About 11 centimeters per year – the distance Titan moves away from Saturn each year – one hundred times faster than estimated

About 11 centimeters per year - the distance Titan moves away from Saturn each year - one hundred times faster than estimated

According to data from NASA’s last Cassini mission, the moon Titan is moving away from Saturn a hundred times faster than previously thought .

Titan is currently 1.2 million kilometers from Saturn, moving away approximately 11 centimeters per year . During ten close flybys between 2006 and 2016, the spacecraft sent radio waves back to Earth.

Titan

Theories assumed that in systems like Saturn’s, with dozens of moons, outer moons like Titan migrated outward more slowly than closer moons because they are further away from their host planet’s gravity .

The findings on Titan’s drift rate also provide important confirmation of a new theory that explains and predicts how planets affect the orbits of their moons, explains Valery Lainey , lead author of the work published in Nature Astronomy:

This result brings an important new piece of the puzzle to the much-debated question of the age of Saturn’s system and how its moons formed.

Cassini observed Saturn and its moons for more than 13 years before running out of fuel supply.

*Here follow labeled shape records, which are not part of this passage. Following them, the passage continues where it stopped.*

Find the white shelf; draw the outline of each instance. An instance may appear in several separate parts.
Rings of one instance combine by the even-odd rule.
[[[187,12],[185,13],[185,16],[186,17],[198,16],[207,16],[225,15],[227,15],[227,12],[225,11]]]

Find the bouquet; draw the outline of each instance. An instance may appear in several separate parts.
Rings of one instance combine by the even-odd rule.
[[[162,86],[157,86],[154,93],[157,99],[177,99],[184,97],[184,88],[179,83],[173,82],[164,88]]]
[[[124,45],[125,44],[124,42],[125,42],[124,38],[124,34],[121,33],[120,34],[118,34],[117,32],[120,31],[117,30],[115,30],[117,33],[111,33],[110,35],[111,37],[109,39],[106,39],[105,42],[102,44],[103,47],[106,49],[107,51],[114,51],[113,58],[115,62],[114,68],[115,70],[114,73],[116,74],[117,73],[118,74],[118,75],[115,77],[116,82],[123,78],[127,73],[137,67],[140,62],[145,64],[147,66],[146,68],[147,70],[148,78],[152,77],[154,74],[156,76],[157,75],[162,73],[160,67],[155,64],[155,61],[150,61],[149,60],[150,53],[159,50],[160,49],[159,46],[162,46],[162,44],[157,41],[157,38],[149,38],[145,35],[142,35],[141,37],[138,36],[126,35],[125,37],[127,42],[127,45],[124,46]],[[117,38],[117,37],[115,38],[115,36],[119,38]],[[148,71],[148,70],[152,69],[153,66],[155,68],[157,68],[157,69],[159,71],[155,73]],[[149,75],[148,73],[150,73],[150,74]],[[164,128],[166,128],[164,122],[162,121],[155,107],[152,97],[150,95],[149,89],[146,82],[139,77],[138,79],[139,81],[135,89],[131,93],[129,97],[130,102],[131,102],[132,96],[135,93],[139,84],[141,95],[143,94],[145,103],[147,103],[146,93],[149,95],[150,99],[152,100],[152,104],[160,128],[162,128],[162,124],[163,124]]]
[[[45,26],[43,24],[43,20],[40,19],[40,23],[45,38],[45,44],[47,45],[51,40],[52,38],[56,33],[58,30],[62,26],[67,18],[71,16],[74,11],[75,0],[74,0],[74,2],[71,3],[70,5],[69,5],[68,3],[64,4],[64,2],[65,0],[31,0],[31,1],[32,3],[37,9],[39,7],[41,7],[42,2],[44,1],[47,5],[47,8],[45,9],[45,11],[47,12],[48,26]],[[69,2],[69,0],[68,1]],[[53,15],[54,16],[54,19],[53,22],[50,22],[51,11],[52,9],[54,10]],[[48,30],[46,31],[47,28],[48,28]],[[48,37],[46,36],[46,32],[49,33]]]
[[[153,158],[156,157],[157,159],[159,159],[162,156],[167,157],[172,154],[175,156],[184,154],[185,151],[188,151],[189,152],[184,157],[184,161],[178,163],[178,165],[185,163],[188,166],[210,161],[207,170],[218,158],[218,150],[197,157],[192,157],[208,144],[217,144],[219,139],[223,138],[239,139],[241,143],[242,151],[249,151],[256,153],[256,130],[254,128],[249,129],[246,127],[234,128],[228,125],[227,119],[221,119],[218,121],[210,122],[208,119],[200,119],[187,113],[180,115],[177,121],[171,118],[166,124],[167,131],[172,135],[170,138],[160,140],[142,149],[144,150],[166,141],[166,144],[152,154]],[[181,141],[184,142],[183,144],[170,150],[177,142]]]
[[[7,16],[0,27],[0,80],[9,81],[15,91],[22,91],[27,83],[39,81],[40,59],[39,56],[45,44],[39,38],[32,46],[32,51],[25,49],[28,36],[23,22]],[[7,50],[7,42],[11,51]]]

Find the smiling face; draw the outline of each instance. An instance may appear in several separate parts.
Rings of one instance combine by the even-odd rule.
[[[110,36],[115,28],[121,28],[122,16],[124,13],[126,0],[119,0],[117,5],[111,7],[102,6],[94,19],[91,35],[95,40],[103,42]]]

The mission plunged it into the planet’s atmosphere in September 2017.

Titan is the only known moon with a dense atmosphere . The first person who suggested that Titan could have an atmosphere was the Spanish astronomer Josep Comas i Solà in 1907 due to the effect of darkening at the edge . The origin of the Titanian atmosphere is unclear, but it has been proposed that for much of the history of the Solar System Titan was a world without it, with nitrogen and methane frozen on the surface and looking like a larger version of Triton, the largest moon of Neptune.